Coaches Across Continents Releases New Video
February 27, 2013. Coaches Across Continents is happy to release our latest video, our 2013 Social Impact Documentary.
Filmed in Marsabit, Kenya with our partner group Horn of Africa Development Initiative (HODI), this community is showing how sport can change a community that faces female genital mutilation, girls being sold into marriage, and gun violence.
It’s fascinating to see the impact of the Coaches Across Continents work from the voices of the local coaches, teachers, and young people. We get a chance to see first-hand the impact that sport is having on programs like HODI all over the world.
Nick Gates, Founder, Coaches Across Continents
Meet the Coaches – Haiti Edition!
January 10, 2013. Coaches Across Continents is happy to welcome two new faces this week, Cheta Emba and Marie Magolius. Both Cheta and Marie are sophomore soccer players at Harvard University and will be working with our partner program and Street Football World member, GOALS Haiti. This is CAC’s first year working with GOALS Haiti.

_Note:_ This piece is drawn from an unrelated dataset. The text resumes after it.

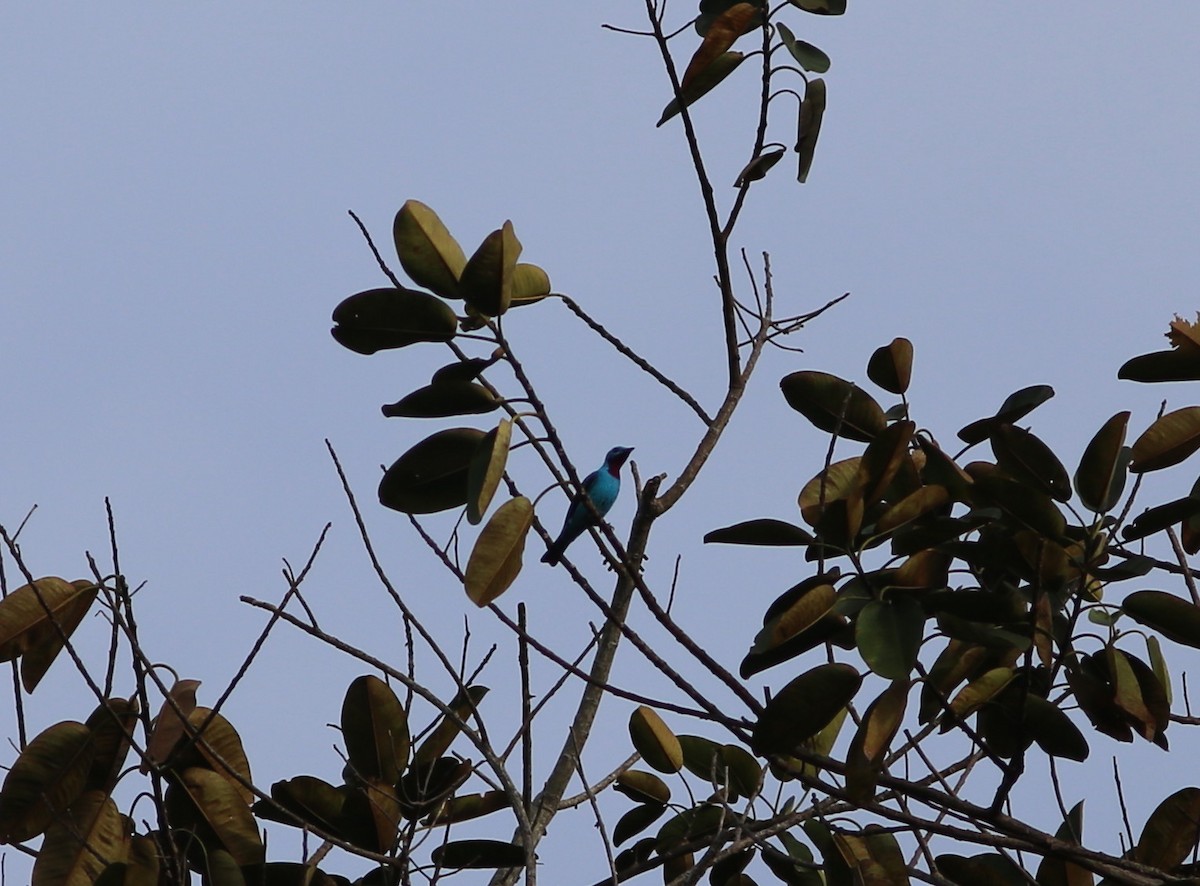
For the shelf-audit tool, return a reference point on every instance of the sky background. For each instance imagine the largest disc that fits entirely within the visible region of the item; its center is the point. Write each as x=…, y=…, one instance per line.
x=1014, y=192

Cheta comes to CAC from the great state of Virginia where she was a GK for the Virginia Olympic Development Program team as well as a captain for her soccer and basketball teams. At Harvard University she is taking pre-med studies while continuing to play for the soccer program. She has played in ten games over her first two seasons. “I want to volunteer for Coaches Across Continents because it unites two things that I am passionate about: service with/for others and soccer.”
Marie is a defender from Acton, Massachusetts who has seen action in 31 games in her first two seasons at Harvard. She is studying Environmental Science and Nutrition. Her visit to Haiti will be her first experience outside of the country. “I’ve always wanted to do community service.., but I’ve never come across an opportunity like this one. When three girls on my Harvard soccer team told me about Coaches Across Continents, I knew I immediately wanted to be a part. Everything I’ve heard about the program is great, and I can’t wait to get involved.”
Cheta and Marie will be assisted by CAC Founder Nick Gates for this two-week program.